The Habits of Successful Weight Losers

 

                

Adapted from Lose It Forever: The 6 Habits of Successful Weight Losers from the National Weight Control Registry by Jason R. Karp, PhD

In a national television interview with Barbara Walters in 2014, Oprah Winfrey confessed that not being able to maintain her weight loss was her biggest regret. In that interview, Walters asked Winfrey to finish the sentence, “Before I leave this Earth, I will not be satisfied until I…”

“Until I make peace with the whole weight thing,” Oprah replied.

Losing weight is hard; keeping it off is even harder. What is unique about those who succeed? The answer is buried deep in the archives at the Weight Control and Diabetes Research Center in Providence, Rhode Island: The National Weight Control Registry (NWCR), the largest database ever assembled on individuals successful at long-term maintenance of weight loss. Founded in 1994, the NWCR includes more than 10,000 individuals who complete annual questionnaires about their current weight, diet and exercise habits, and behavioral strategies for weight loss maintenance.

Habit #1: Live with Intention

 Living with intention eliminates the random approach to weight loss maintenance in favor of the systematic and methodical one that leads to results.
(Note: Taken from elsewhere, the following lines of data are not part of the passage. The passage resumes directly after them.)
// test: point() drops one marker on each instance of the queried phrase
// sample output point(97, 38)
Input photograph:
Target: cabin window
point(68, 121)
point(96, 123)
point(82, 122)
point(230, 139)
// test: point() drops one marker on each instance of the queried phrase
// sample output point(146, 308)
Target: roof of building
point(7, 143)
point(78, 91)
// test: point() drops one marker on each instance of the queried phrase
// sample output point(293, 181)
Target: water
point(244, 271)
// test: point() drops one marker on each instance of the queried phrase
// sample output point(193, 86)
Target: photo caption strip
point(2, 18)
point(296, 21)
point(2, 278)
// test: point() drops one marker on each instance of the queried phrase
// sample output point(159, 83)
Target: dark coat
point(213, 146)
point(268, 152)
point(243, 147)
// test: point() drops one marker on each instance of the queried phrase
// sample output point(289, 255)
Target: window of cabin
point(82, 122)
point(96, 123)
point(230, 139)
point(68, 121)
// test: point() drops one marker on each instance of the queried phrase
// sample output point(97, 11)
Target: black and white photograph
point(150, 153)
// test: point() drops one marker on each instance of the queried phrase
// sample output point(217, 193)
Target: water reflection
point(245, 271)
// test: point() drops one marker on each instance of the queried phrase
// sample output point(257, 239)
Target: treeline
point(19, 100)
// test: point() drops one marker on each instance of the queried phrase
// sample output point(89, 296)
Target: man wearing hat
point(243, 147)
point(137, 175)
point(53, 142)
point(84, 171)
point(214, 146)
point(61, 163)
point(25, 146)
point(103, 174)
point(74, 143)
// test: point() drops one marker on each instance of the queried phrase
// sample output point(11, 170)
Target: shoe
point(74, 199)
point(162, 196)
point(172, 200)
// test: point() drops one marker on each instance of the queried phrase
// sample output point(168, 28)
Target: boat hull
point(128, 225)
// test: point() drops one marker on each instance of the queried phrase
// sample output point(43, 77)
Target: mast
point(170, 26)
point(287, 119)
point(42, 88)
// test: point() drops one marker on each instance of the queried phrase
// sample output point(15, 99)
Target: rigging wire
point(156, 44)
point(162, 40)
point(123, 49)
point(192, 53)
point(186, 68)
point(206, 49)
The NWCR has shown that, when intention is behind weight loss maintenance, 21 percent of overweight people are successful weight losers.1  

The longer people keep their weight off, the fewer strategies they need to continue keeping weight off.2 In other words, weight maintenance gets easier. The longer your clients persist in their intention and behave in accord with that intention, the easier it is for that behavior to “stick” and turn into a habit.

What makes one individual persist at a specific behavior while another individual doesn’t? For starters, the persistent individual has a conscientious personality. In the most recent NWCR study published in 2020, conscientiousness was compared between successful weight losers from the NWCR and non-NWCR weight regainers.3 The successful weight losers were found to be more conscientious than the weight regainers and scored higher on measures of order, virtue, responsibility, and industriousness. The scientists suggest that being conscientious may help individuals maintain their weight loss by improving adherence to specific behaviors.

In a review of 56 studies that contained 58 health behaviors, researchers at Université Laval in Quebec, Canada and the University of Limburg in The Netherlands found that intention remained the most important predictor of health behavior, explaining 66 percent of the variance.4 In half of the reviewed studies, perceived behavioral control (believing that you have control over your behavior) significantly added to the prediction.

Habit #2: Control Yourself

Being a successful weight loser requires a lot of self-control, delaying gratification now (e.g., dessert) for the more desirable reward later (e.g., a slimmer waistline, better health, enhanced self-esteem, and happiness).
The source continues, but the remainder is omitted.